Hanna Pettyjohn
Published October 25, 2020
Stories are very much the fabric of Hanna Pettyjohn's paintings, just as fabrics are featured strongly in them. Not just fabrics but various textural fragments are recurrining iconography that build the narrative painterly surfaces of her mostly large-scale portraits. These textural fragments are gathered from memory, travels, or intimate connections with others. They serve to crystallize various narratives that often touch on themes of anxiety, loneliness, alienation, displacement, home, and diaspora.

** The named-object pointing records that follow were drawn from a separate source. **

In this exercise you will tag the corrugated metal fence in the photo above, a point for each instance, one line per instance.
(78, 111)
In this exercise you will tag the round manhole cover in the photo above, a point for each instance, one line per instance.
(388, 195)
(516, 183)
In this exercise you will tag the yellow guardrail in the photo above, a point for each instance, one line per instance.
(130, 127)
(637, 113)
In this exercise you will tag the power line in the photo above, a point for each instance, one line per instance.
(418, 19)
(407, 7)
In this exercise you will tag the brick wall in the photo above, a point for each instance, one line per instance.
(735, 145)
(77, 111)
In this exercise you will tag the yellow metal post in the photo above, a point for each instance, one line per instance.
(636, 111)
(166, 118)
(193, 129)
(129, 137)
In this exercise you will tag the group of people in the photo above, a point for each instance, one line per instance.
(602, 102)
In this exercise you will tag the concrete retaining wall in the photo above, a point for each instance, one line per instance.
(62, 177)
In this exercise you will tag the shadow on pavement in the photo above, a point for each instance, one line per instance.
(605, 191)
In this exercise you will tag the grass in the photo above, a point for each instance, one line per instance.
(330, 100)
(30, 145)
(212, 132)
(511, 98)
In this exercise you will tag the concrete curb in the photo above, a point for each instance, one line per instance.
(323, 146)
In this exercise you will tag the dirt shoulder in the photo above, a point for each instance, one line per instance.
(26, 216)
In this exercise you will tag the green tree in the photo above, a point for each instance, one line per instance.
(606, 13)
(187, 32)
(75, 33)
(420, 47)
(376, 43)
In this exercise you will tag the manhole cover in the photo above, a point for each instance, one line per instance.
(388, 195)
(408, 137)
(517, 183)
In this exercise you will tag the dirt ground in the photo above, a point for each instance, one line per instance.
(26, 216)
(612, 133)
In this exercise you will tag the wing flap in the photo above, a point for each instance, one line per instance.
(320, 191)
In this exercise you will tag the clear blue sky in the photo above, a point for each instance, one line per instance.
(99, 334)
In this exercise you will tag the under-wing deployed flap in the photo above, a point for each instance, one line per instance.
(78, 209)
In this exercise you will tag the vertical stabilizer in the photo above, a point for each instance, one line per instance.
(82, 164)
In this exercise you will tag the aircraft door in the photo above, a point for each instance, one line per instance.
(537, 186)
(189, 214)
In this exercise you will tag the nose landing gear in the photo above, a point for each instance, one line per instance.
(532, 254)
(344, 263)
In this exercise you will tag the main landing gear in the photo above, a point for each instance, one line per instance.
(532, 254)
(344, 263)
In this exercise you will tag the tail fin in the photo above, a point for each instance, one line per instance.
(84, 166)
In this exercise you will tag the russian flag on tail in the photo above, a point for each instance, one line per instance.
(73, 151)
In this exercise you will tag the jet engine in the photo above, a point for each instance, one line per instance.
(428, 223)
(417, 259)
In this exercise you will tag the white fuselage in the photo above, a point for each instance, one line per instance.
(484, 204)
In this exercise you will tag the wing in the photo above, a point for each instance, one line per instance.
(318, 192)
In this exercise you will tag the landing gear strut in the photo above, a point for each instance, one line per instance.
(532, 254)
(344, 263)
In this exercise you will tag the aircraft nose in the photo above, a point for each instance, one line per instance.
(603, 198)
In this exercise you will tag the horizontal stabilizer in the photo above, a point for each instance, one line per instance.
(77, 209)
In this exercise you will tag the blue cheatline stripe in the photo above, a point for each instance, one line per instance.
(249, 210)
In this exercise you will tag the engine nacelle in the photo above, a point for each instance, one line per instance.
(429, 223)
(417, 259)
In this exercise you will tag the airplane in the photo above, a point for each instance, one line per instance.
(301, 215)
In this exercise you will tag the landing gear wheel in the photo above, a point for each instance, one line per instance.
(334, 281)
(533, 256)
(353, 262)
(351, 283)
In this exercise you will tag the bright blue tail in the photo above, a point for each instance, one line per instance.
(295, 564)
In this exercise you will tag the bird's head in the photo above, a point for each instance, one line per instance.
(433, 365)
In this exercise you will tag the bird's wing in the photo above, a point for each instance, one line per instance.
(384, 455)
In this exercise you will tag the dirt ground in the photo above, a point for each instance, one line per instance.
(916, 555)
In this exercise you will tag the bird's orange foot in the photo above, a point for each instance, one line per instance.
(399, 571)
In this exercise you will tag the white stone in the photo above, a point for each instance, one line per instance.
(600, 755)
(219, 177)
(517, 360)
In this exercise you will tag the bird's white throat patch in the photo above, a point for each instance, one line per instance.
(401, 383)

They have also evolved over time. Textiles, for instance, once chosen as a tactile and soft equivalent of comforting memories have taken on the character of memory itself. Fading and decaying, these pieces of cloth and wool are rendered incomplete, for which their incompleteness has become a convenient tool for abstraction and ambiguity.
The earth or clay-like textures too that appear in her paintings are an added layer of meaning that's both consistent and highly personal. Coming from a family known for the kneading of clay and the firing of kilns into pots, Pettyjohn considers clay and paint as "conceptually tied" together. The earthy, lumpy, and irregular surfaces of her paintings likely stem from how she thinks of paint as close to the sensuous and tactile potential of clay.
This idea of interconnected materials and their textural possibilities extend outside of her paintings to sculptural installations. For Pettyjohn, both sculptures and paintings are permutations of the same ideas. They are different but the same. "I keep thinking about expressing the same object or thought process in varied ways."
Hannah Pettyjohn is a Filipina contemporary artist and a recipient of CCP's 13 Artists Award in 2015. She has exhibited in Manila, Miami, Taipei, Singapore, and Hong Kong.